O bairro da Liberdade poderá ter um dos seus trechos mais conhecidos significativamente alterado pela instalação de uma esplanada formada por três lajes interligando quatro viadutos na região central de São Paulo.
Publicado nesta terça-feira (3) no Diário Oficial da Cidade, um edital de consulta pública convoca a sociedade a discutir a construção da Esplanada Liberdade. A ação dá o pontapé inicial do debate sobre uma das obras que integram a estratégia da gestão Ricardo Nunes (MDB) para requalificação de áreas centrais da capital com a participação do setor privado.
A consulta deverá durar 45 dias e as sugestões recebidas poderão ser incorporadas ao edital da licitação. A PPP (Parceria Público Privada) prevê investimento de R$ 333 milhões na obra, sendo que no máximo R$ 149 milhões vão sair dos cofres públicos.
A vencedora da concorrência terá direito de explorar o espaço por 30 anos, incluindo nesse período os cinco anos previstos para conclusão das obras.
Ao vencedor do certame será dada a opção de construir e operar um centro de compras na laje entre a av. da Liberdade e a rua Galvão Bueno. Também poderá faturar com a realização de eventos no teatro no pavimento que ligará as ruas da Glória e Conselheiro Furtado. Esse equipamento, assim como um centro de memória, são de construção obrigatória. Há outros empreendimentos associados a explorar, como estacionamentos e comércio de alimentos em quiosques.
A criação do espaço foi aprovada na revisão extraordinária da Lei de Zoneamento, concluída em julho, cerca de seis meses após a revisão original na Câmara.
Ao mesmo tempo em que se propõe a fazer parte de um processo de valorização da cidade, o projeto para criação de 19,2 mil m² de solo –e consequentemente um túnel de 350 metros de extensão– desperta temores quanto ao surgimento de um novo vazio urbano propício à degradação. Exemplos concretos disso são os subsolos encobertos pelo Vale do Anhangabaú e pela praça Franklin Roosevelt, ambos na região central.
O projeto também enfrenta outros desafios, como as mudanças climáticas.
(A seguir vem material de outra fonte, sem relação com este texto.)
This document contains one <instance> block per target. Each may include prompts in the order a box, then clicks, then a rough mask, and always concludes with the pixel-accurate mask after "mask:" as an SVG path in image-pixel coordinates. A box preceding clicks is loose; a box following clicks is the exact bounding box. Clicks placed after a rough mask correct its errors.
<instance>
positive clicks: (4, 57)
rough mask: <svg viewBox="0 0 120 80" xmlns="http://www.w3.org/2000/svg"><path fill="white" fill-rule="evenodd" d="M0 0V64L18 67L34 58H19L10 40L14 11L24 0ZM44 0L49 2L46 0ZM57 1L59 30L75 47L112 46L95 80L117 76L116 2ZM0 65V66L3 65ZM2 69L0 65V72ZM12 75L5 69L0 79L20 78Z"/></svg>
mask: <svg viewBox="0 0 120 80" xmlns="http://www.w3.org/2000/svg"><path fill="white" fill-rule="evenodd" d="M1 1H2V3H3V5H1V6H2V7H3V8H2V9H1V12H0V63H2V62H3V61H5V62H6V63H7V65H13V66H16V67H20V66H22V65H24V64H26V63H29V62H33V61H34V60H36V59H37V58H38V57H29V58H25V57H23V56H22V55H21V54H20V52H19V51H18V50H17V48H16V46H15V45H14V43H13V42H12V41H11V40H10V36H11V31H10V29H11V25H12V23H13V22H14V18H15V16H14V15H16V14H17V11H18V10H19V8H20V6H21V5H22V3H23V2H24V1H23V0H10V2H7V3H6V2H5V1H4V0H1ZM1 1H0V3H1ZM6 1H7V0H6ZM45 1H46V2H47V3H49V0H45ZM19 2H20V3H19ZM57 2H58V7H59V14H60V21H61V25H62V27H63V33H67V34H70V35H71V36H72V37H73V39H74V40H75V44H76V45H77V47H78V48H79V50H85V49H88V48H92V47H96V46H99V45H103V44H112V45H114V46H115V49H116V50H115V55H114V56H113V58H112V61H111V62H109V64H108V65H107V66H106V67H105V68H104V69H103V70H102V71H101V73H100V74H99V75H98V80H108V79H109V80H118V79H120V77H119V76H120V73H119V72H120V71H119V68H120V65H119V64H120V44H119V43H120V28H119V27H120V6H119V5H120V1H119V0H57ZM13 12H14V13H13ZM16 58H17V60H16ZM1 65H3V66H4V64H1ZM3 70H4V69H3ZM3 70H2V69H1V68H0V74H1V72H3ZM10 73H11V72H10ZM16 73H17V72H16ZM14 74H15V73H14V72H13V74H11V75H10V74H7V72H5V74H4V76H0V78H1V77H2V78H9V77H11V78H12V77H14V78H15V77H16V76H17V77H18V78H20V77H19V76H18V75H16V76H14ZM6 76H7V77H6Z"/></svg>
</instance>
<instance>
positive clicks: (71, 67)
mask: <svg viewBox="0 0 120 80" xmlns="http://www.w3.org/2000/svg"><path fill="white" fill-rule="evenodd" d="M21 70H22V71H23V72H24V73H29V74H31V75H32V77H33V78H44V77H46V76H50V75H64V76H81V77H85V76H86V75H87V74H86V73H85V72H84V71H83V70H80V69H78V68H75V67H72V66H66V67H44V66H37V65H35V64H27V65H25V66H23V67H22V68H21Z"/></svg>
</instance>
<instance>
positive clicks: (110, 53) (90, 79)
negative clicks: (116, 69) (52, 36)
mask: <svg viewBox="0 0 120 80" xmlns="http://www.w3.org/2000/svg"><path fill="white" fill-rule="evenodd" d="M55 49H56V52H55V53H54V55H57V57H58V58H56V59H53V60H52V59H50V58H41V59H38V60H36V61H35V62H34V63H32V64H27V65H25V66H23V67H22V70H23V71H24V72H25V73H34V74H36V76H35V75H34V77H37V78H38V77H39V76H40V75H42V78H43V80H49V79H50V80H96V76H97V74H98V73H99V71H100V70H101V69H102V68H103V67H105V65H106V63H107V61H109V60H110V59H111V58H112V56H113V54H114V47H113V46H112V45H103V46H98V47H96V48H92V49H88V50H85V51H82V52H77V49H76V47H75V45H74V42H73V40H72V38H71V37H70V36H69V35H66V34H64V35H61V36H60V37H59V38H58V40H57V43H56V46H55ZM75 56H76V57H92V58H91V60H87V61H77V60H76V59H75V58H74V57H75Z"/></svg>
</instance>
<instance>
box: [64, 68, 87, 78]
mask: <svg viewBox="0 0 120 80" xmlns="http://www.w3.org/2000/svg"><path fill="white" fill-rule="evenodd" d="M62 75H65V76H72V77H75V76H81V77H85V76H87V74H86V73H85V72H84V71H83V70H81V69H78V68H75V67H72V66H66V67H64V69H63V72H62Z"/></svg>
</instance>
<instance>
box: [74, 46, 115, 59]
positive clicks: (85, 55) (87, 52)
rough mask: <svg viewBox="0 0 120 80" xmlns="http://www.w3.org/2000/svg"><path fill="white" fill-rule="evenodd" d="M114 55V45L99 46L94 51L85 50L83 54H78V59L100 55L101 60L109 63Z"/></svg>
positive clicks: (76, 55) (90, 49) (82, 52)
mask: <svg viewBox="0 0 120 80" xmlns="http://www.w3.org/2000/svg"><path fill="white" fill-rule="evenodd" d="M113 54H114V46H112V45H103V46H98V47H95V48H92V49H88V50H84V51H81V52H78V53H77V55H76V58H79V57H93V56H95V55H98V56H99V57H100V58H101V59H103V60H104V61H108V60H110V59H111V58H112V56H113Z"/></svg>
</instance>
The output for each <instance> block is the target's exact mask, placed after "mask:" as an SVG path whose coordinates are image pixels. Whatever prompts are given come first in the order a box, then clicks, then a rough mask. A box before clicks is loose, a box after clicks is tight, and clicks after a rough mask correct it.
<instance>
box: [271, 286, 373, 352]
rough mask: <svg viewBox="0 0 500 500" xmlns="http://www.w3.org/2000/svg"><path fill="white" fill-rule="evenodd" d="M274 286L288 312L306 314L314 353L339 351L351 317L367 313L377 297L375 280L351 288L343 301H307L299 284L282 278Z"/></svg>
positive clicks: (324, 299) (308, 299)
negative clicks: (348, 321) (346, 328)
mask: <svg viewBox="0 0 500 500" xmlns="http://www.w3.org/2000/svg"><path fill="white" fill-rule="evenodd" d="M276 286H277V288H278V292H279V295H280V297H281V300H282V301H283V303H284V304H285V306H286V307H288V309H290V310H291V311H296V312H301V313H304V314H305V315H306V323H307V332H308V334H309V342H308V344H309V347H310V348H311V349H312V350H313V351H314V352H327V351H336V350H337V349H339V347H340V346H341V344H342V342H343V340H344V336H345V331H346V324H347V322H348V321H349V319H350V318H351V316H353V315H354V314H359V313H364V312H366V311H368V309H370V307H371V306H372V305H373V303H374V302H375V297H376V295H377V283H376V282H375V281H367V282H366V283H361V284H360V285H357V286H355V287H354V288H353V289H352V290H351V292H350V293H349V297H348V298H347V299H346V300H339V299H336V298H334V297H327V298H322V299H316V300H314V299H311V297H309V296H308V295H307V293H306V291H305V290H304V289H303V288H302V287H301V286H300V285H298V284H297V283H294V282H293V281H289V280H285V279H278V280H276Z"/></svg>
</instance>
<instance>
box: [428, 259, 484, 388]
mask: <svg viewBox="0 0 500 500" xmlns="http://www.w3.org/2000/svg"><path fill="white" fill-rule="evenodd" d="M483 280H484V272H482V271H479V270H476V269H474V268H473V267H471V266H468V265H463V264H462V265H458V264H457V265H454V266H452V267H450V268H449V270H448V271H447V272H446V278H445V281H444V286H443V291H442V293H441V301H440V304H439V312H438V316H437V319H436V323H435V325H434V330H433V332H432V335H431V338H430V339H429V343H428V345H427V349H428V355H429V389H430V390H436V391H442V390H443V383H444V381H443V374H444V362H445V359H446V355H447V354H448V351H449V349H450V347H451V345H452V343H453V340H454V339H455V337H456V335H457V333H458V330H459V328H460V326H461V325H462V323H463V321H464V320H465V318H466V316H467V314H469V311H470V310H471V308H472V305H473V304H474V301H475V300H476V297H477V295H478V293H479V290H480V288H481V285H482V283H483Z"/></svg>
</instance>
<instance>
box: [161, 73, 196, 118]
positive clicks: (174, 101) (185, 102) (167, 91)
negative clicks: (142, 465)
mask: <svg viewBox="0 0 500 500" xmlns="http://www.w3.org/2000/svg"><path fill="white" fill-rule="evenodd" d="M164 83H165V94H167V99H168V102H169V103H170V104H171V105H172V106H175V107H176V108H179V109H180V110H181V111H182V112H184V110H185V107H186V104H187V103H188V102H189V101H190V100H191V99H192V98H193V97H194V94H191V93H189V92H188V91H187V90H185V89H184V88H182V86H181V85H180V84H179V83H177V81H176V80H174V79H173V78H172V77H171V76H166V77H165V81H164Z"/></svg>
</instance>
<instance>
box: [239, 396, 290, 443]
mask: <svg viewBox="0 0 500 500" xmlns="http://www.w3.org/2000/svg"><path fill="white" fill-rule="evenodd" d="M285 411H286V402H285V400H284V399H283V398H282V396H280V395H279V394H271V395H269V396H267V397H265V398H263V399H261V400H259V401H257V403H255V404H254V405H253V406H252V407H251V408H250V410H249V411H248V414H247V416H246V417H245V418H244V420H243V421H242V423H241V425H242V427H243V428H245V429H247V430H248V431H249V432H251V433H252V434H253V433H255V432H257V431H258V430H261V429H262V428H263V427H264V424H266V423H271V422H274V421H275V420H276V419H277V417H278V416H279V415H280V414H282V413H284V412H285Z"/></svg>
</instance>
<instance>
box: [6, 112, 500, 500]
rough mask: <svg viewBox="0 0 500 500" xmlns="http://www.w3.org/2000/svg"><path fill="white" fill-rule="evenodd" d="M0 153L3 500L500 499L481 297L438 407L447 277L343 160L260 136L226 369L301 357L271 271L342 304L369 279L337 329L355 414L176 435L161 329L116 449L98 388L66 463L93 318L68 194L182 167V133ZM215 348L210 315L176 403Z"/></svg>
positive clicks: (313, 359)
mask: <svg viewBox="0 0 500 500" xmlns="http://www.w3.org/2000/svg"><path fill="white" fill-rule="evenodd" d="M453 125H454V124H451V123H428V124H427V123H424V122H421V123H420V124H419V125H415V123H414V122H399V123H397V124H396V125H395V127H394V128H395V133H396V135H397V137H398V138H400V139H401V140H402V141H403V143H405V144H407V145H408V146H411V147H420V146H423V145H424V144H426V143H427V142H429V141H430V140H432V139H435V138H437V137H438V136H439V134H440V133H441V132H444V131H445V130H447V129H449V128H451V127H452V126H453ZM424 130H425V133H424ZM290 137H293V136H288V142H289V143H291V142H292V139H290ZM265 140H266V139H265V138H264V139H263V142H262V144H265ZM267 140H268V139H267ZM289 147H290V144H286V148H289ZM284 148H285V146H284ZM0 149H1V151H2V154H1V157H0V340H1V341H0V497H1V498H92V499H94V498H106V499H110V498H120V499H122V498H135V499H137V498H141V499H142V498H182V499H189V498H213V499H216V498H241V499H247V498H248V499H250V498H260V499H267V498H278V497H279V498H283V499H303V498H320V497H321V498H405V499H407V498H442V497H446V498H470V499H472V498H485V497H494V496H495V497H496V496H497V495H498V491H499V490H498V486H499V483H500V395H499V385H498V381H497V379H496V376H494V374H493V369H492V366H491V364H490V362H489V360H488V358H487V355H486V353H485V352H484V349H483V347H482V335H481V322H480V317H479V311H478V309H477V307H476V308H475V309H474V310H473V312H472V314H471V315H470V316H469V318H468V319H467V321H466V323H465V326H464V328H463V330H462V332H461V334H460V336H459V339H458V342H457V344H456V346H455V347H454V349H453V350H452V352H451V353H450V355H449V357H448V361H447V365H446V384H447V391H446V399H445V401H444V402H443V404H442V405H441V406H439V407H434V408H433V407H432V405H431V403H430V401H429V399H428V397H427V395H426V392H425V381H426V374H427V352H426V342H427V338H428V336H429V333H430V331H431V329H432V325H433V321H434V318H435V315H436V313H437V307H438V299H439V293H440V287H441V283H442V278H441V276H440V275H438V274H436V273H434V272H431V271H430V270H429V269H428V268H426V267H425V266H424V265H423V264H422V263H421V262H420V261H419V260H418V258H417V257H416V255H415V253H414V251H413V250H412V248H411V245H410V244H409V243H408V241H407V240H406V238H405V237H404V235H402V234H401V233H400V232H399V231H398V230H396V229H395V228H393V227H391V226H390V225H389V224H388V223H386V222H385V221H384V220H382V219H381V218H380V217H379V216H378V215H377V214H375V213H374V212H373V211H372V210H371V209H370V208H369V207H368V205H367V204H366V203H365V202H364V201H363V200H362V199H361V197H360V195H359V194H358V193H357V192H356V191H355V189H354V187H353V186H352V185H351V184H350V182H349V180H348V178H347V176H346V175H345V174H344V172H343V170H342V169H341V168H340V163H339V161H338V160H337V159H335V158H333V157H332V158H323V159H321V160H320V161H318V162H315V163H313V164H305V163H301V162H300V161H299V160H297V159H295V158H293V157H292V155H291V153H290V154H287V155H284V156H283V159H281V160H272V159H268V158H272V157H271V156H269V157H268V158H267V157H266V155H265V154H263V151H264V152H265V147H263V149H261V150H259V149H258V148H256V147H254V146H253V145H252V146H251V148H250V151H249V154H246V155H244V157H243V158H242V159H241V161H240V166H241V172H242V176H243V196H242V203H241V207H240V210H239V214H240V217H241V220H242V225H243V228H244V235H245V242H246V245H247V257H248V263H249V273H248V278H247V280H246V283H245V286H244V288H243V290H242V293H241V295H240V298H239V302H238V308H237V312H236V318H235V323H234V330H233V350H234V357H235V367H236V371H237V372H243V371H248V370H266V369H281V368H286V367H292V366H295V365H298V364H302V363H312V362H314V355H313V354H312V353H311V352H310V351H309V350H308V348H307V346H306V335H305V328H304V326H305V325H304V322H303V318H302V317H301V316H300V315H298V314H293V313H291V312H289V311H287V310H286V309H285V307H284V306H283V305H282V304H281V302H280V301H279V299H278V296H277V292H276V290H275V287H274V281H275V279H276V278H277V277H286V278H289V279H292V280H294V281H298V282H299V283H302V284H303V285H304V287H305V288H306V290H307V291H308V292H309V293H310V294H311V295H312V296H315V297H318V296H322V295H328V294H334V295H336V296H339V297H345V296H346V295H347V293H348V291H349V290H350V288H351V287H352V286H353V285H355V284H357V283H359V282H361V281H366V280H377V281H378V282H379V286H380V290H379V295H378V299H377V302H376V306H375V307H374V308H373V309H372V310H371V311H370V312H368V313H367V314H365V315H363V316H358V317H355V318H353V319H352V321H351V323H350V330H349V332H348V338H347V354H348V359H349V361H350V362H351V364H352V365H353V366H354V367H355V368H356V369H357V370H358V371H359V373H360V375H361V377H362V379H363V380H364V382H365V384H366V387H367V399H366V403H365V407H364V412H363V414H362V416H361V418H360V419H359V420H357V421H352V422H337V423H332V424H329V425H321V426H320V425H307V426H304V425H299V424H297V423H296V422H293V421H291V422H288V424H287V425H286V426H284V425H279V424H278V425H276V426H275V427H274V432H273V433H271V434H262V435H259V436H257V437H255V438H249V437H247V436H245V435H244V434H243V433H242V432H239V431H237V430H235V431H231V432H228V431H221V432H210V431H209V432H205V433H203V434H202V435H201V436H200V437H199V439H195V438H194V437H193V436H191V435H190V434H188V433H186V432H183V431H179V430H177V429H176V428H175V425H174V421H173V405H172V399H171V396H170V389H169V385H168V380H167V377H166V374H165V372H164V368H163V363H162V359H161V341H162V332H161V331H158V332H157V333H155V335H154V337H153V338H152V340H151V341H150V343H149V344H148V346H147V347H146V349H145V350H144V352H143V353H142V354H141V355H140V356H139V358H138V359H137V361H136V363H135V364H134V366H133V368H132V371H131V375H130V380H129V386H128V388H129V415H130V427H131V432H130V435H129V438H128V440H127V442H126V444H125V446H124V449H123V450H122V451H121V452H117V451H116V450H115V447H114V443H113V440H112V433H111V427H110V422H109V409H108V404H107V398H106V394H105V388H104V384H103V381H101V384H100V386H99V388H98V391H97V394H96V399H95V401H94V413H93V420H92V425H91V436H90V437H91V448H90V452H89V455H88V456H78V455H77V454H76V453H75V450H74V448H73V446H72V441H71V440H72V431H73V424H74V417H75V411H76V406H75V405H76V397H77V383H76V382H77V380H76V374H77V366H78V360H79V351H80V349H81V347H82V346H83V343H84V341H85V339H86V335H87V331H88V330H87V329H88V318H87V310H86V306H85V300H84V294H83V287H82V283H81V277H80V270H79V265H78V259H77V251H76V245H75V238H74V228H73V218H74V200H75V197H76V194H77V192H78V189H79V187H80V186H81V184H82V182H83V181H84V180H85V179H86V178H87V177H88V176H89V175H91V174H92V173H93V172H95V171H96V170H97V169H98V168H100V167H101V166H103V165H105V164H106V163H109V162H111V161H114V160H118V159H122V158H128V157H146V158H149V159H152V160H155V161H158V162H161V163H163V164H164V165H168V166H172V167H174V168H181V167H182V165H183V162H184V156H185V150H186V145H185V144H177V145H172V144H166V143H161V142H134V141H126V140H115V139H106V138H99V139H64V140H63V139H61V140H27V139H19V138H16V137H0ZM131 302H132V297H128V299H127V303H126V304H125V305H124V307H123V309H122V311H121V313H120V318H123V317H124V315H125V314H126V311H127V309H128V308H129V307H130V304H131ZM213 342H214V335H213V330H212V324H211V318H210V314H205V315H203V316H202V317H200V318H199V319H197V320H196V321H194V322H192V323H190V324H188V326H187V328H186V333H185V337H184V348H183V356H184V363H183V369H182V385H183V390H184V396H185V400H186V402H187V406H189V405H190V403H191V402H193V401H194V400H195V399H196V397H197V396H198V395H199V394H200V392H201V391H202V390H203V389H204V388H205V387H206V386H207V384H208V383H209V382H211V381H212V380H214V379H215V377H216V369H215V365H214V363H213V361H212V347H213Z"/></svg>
Construir uma nova superfície impermeável é pouco palatável nesse sentido, aponta Silvio Oksman, coordenador do curso de arquitetura e urbanismo do Ibmec.
Ele lembra que o trecho da Radial Leste –principal ligação do centro com a região mais populosa da capital– irá encobrir trechos de solo permeável no entorno da via. Estudos se fazem necessários para avaliar o impacto da obra na bacia do córrego Moringuinho e no terreno com declive direcionado à alagável várzea do rio Tamanduateí.
Durante o período de execução, a obra também poderá interditar uma faixa da pista durante o dia e, à noite, até duas.
"Eu não tenho como afirmar que dará certo ou errado, mas é um projeto que corre risco de ir na contramão de questões ambientais, sociais e históricas", comenta Oksman.
Questões geográficas humanas e físicas que deverão ser abordadas durante a etapa de debate público, segundo Paulo Galli, diretor-presidente da SPP (São Paulo Parcerias), a empresa de economia mista indiretamente administrada pela prefeitura.
Ex-secretário de Desestatização e Parcerias da gestão Nunes, Galli afirma que o recente acúmulo de experiência com a privatização de bens públicos aponta caminhos para contornar problemas de outras concessões.
Transposição de vegetação e criação de áreas ajardinadas, por exemplo, são algumas das respostas a questões ambientais já previstas pelo pré-projeto.
Mirando a concessão do parque do Ibirapuera como exemplo de sucesso, ele cita o modelo de negócio, altamente dependente da circulação de pedestres, como trunfo para que a esplanada não se torne um vazio urbano ou seja subutilizada —crítica que costuma recair sobre o Vale do Anhangabaú, que foi concedido à iniciativa privada.
"O grande avanço não está apenas no modelo de concessão, mas no acompanhamento e monitoramento", diz Galli, citando reduções previstas no valor da contraprestação —a taxa que a prefeitura pagará ao concessionário— em caso de qualidade inadequada do serviço.
A contraprestação é também o principal critério para a definição do vencedor da licitação. Vencerá a empresa que cobrar a menor taxa, estimada em R$ 27,9 milhões, valor máximo já incluindo lucro. O custo operacional do equipamento é um pouco menor, de R$ 20,8 milhões.
Caso mais de uma empresa proponha abrir mão da contraprestação, será vencedora a que indicar o menor valor de aporte da prefeitura para a obra.